# Rainbow Lake Owner Doesn't Play Around



## HuberCatman

a little story about my journey to rainbow lakes in fairborn last weekend.

I went on Sunday and fished for about 6 hours or so in the afternoon. I always enjoy going there because it gets me away from the house and wife . I've always went to rainbow since I was a kid. There are days I get skunked but its happened to me in public waters too. At least I get to park right next to my spot and not have to trek a mile. Anyways.. that is beside the point. Back to my story.

I was getting ready to leave and driving out of the main road out of the lakes. Some jacka$$ in an old beat-up car comes flying around the lake like a bat out of hell and d*mn near ran me off the road. He fish tails by the big lake by the baithouse and goes about 40 mph out to the road. Needless to say the owner (or owners son) blocked his way with some cones and started to ream the driver (and the drivers yappy chick). I guess the guy wasn't to happy with his trip and wanted his money back and the owner proceeded to tell him his opinion on that matter. After about 5-10 minutes of yelling the guy in the car takes off and just about takes me out with flying gravel. Me and owner talked for a couple minutes and he said he's tired of the garbage comming to the lakes.

So it looks as if they aren't taking any sh*t anymore. Which is nice to see. 

Also, I talked to one of the women that run the cashier that day (mom?) and she said they've stocked like 37,000 lbs of fish since march. Also, if you do fish there and you turn in your fish to the baithouse they give you a ticket for a weekly drawing for every 10lbs of fish. She said they'll probably do an annual drawing for an LCD TV or something big like that.

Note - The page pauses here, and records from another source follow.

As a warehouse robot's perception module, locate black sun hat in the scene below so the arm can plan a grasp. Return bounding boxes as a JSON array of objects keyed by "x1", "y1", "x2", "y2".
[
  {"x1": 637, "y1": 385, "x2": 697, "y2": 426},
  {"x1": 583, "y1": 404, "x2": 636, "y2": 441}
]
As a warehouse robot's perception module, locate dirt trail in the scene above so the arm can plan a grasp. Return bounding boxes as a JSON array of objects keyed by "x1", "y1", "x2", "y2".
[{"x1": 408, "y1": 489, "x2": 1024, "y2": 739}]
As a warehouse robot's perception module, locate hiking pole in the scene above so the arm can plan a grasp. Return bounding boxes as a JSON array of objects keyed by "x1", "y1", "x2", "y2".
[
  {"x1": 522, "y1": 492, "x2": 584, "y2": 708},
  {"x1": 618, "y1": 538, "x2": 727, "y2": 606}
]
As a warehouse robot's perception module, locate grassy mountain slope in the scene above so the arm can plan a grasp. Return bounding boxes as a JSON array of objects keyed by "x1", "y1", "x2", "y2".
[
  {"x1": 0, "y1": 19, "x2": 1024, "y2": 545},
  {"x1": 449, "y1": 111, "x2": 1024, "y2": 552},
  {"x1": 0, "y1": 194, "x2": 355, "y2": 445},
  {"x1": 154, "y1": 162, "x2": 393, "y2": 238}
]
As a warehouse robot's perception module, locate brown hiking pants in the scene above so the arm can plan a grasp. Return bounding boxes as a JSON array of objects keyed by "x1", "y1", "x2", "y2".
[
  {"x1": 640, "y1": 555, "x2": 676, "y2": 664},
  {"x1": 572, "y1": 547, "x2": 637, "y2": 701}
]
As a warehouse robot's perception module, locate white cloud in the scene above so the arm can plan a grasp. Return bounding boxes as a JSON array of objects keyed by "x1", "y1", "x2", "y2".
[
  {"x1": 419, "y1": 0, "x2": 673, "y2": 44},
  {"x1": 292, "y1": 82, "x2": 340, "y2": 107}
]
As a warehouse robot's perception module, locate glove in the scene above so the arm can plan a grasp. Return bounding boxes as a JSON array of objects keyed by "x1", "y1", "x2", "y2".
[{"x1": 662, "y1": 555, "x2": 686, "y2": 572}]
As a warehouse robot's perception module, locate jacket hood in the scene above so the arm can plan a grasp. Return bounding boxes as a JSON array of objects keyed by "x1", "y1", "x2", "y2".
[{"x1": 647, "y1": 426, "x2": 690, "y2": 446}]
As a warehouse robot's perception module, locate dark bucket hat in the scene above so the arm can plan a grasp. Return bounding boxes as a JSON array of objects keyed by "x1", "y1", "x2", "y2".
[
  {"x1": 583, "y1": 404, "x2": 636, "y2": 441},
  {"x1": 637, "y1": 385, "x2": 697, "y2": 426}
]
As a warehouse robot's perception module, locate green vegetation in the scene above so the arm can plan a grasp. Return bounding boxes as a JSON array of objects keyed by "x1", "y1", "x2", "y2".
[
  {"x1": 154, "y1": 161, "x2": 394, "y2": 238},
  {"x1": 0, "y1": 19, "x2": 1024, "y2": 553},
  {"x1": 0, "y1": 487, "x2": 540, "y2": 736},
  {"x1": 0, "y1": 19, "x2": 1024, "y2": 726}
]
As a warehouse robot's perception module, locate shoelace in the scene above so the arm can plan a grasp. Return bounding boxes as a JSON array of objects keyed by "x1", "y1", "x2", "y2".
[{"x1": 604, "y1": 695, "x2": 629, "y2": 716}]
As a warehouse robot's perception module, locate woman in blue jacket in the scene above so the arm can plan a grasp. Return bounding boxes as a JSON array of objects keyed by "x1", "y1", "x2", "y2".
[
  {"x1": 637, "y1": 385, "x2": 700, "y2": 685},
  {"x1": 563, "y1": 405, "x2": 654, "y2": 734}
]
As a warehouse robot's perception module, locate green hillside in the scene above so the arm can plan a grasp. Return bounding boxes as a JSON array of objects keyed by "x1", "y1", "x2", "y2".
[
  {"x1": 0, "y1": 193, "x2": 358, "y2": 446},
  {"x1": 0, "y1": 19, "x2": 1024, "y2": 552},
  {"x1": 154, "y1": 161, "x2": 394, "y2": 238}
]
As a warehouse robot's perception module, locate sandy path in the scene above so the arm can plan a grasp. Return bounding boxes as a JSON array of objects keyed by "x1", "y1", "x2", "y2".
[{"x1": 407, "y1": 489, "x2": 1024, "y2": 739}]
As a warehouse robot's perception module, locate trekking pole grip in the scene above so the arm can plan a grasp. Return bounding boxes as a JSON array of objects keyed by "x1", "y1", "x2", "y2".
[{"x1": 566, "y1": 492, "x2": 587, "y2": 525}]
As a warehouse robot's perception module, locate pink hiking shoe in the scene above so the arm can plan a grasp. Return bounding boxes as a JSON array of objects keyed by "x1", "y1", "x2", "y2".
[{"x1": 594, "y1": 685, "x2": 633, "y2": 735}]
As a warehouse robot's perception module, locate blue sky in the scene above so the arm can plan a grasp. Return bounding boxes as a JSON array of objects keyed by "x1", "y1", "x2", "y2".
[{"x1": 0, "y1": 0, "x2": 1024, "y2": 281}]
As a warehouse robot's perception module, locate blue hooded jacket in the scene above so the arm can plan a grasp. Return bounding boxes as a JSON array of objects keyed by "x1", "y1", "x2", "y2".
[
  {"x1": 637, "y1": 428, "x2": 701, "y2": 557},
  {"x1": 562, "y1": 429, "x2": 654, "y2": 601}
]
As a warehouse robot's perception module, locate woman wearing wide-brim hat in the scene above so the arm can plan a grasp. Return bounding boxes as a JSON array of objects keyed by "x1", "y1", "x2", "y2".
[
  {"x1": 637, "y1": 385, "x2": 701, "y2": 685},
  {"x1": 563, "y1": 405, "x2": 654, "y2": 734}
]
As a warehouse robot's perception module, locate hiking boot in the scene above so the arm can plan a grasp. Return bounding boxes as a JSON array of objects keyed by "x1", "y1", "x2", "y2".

If anyone goes there let me know. I'm there about every 2 weeks. I usually fish the road pond, the big lake (with the cars), the middle twin, or the baithouse lake. I've pulled big channels out of all of them and seen some monster flatties in the road pond (as long as 4ft or so).


----------



## djkaloci2004

where is this located i have been looking for a nice place to go. how much does it coast.


----------



## HuberCatman

Its in fairborn (near dayton OH). It sits right on 235. If your comming from I-70 go south on Rt 4 and get off at the 235/chambersburg exit and turn left. It is right by the highway.

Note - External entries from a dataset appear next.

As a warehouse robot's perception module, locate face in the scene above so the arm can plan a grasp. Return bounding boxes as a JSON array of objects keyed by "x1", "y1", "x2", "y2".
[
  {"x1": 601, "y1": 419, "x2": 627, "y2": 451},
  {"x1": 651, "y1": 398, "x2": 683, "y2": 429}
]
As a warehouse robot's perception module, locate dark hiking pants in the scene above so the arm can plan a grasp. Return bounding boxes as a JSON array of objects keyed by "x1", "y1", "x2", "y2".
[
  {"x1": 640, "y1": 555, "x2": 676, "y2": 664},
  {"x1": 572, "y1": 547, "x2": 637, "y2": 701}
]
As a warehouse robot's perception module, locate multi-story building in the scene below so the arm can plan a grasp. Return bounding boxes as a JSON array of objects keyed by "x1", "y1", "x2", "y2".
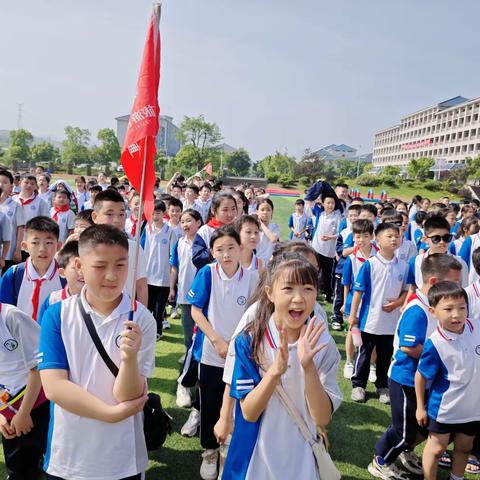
[
  {"x1": 115, "y1": 115, "x2": 180, "y2": 157},
  {"x1": 373, "y1": 96, "x2": 480, "y2": 168}
]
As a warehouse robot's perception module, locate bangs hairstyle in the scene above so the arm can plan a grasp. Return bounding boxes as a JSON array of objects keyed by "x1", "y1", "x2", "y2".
[
  {"x1": 25, "y1": 216, "x2": 60, "y2": 240},
  {"x1": 421, "y1": 253, "x2": 462, "y2": 283},
  {"x1": 352, "y1": 220, "x2": 374, "y2": 235},
  {"x1": 78, "y1": 224, "x2": 128, "y2": 256},
  {"x1": 93, "y1": 187, "x2": 125, "y2": 213},
  {"x1": 180, "y1": 208, "x2": 203, "y2": 226},
  {"x1": 428, "y1": 282, "x2": 468, "y2": 308},
  {"x1": 245, "y1": 258, "x2": 318, "y2": 365},
  {"x1": 210, "y1": 225, "x2": 241, "y2": 249},
  {"x1": 423, "y1": 215, "x2": 450, "y2": 235},
  {"x1": 235, "y1": 215, "x2": 260, "y2": 233},
  {"x1": 57, "y1": 240, "x2": 78, "y2": 268}
]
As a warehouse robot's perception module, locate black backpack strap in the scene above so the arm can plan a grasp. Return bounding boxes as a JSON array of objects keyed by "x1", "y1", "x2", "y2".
[{"x1": 77, "y1": 295, "x2": 118, "y2": 377}]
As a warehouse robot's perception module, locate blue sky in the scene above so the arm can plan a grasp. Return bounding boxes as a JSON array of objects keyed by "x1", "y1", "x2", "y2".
[{"x1": 0, "y1": 0, "x2": 480, "y2": 160}]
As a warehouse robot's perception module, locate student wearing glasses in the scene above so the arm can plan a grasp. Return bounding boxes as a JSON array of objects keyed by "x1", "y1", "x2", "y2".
[{"x1": 407, "y1": 215, "x2": 469, "y2": 293}]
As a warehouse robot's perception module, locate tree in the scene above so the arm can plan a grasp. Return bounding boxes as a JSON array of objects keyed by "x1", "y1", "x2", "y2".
[
  {"x1": 62, "y1": 125, "x2": 91, "y2": 165},
  {"x1": 32, "y1": 142, "x2": 60, "y2": 165},
  {"x1": 224, "y1": 148, "x2": 252, "y2": 177},
  {"x1": 176, "y1": 115, "x2": 222, "y2": 171},
  {"x1": 407, "y1": 157, "x2": 435, "y2": 180},
  {"x1": 6, "y1": 129, "x2": 33, "y2": 167}
]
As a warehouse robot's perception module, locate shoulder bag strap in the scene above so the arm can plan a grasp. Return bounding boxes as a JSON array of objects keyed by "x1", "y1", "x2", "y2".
[{"x1": 77, "y1": 295, "x2": 118, "y2": 377}]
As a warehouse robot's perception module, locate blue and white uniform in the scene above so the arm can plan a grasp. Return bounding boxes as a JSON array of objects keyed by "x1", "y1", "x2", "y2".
[
  {"x1": 418, "y1": 320, "x2": 480, "y2": 424},
  {"x1": 222, "y1": 316, "x2": 342, "y2": 480},
  {"x1": 353, "y1": 252, "x2": 407, "y2": 335},
  {"x1": 38, "y1": 287, "x2": 156, "y2": 480}
]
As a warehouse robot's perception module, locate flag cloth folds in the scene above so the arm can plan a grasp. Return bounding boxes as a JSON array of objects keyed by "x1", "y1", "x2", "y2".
[{"x1": 121, "y1": 4, "x2": 160, "y2": 220}]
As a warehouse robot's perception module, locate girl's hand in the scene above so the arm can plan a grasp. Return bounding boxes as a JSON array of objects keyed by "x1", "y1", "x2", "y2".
[
  {"x1": 212, "y1": 337, "x2": 228, "y2": 358},
  {"x1": 268, "y1": 327, "x2": 288, "y2": 378},
  {"x1": 297, "y1": 317, "x2": 327, "y2": 370},
  {"x1": 10, "y1": 410, "x2": 33, "y2": 437},
  {"x1": 415, "y1": 407, "x2": 428, "y2": 427}
]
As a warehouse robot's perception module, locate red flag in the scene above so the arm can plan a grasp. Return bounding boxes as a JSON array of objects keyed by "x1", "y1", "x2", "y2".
[{"x1": 121, "y1": 4, "x2": 160, "y2": 220}]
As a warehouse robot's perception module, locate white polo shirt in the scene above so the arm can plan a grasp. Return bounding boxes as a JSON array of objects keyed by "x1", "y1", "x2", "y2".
[
  {"x1": 224, "y1": 315, "x2": 342, "y2": 480},
  {"x1": 353, "y1": 252, "x2": 408, "y2": 335},
  {"x1": 38, "y1": 287, "x2": 156, "y2": 480},
  {"x1": 418, "y1": 320, "x2": 480, "y2": 424},
  {"x1": 170, "y1": 237, "x2": 197, "y2": 305},
  {"x1": 140, "y1": 223, "x2": 176, "y2": 287},
  {"x1": 50, "y1": 207, "x2": 75, "y2": 243},
  {"x1": 13, "y1": 194, "x2": 50, "y2": 223},
  {"x1": 465, "y1": 280, "x2": 480, "y2": 325},
  {"x1": 253, "y1": 223, "x2": 280, "y2": 263},
  {"x1": 0, "y1": 197, "x2": 25, "y2": 260},
  {"x1": 187, "y1": 263, "x2": 256, "y2": 368}
]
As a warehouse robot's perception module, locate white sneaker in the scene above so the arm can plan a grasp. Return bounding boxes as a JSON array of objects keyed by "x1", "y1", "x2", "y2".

The bite has been fairly slow the past couple trips though. All this rain and inconsistant weather is throwing the fish off (in my experience).

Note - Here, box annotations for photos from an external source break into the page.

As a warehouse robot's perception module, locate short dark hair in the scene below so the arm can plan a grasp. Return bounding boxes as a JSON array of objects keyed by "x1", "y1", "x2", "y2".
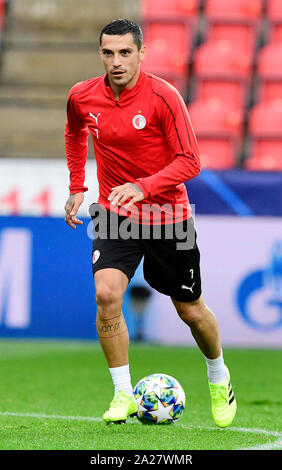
[{"x1": 100, "y1": 18, "x2": 143, "y2": 51}]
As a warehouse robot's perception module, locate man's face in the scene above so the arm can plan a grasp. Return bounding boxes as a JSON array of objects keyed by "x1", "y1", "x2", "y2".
[{"x1": 100, "y1": 33, "x2": 146, "y2": 88}]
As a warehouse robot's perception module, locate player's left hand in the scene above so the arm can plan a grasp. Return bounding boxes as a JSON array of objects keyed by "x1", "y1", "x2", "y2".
[{"x1": 108, "y1": 183, "x2": 144, "y2": 209}]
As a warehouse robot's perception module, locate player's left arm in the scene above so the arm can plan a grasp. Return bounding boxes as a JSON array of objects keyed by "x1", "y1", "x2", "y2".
[
  {"x1": 133, "y1": 88, "x2": 201, "y2": 198},
  {"x1": 108, "y1": 183, "x2": 144, "y2": 209}
]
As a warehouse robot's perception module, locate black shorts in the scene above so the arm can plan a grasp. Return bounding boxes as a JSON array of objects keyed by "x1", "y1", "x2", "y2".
[{"x1": 90, "y1": 204, "x2": 201, "y2": 302}]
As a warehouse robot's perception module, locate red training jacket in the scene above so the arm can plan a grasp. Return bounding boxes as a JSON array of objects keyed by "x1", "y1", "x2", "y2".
[{"x1": 65, "y1": 70, "x2": 200, "y2": 224}]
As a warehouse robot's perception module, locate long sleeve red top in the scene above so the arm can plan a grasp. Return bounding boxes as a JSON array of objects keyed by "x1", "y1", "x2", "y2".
[{"x1": 65, "y1": 70, "x2": 200, "y2": 223}]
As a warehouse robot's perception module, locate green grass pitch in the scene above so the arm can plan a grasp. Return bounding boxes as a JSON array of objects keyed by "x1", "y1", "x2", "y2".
[{"x1": 0, "y1": 339, "x2": 282, "y2": 450}]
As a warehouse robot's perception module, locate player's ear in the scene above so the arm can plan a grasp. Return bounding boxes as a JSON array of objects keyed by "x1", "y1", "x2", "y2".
[{"x1": 139, "y1": 44, "x2": 147, "y2": 62}]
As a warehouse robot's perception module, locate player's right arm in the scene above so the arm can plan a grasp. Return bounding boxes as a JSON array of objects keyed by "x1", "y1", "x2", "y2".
[{"x1": 65, "y1": 85, "x2": 89, "y2": 228}]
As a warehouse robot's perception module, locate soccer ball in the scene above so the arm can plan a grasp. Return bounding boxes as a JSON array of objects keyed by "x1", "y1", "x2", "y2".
[{"x1": 134, "y1": 374, "x2": 186, "y2": 424}]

I've seen some nice flatties being pulled out though as they seem to be more active than most. I've actually seen some big ones (40+ lbs) swimming the surface in mid-day. Which is a rarity for me.

I think people need to start fishing the sunfish out of the lakes though as they're really prolific this year. I've been wondering if that is influencing the bite of the cats.


----------



## Bubbathegimp

was there just today. never going back. see other posts on rainbow lake.


----------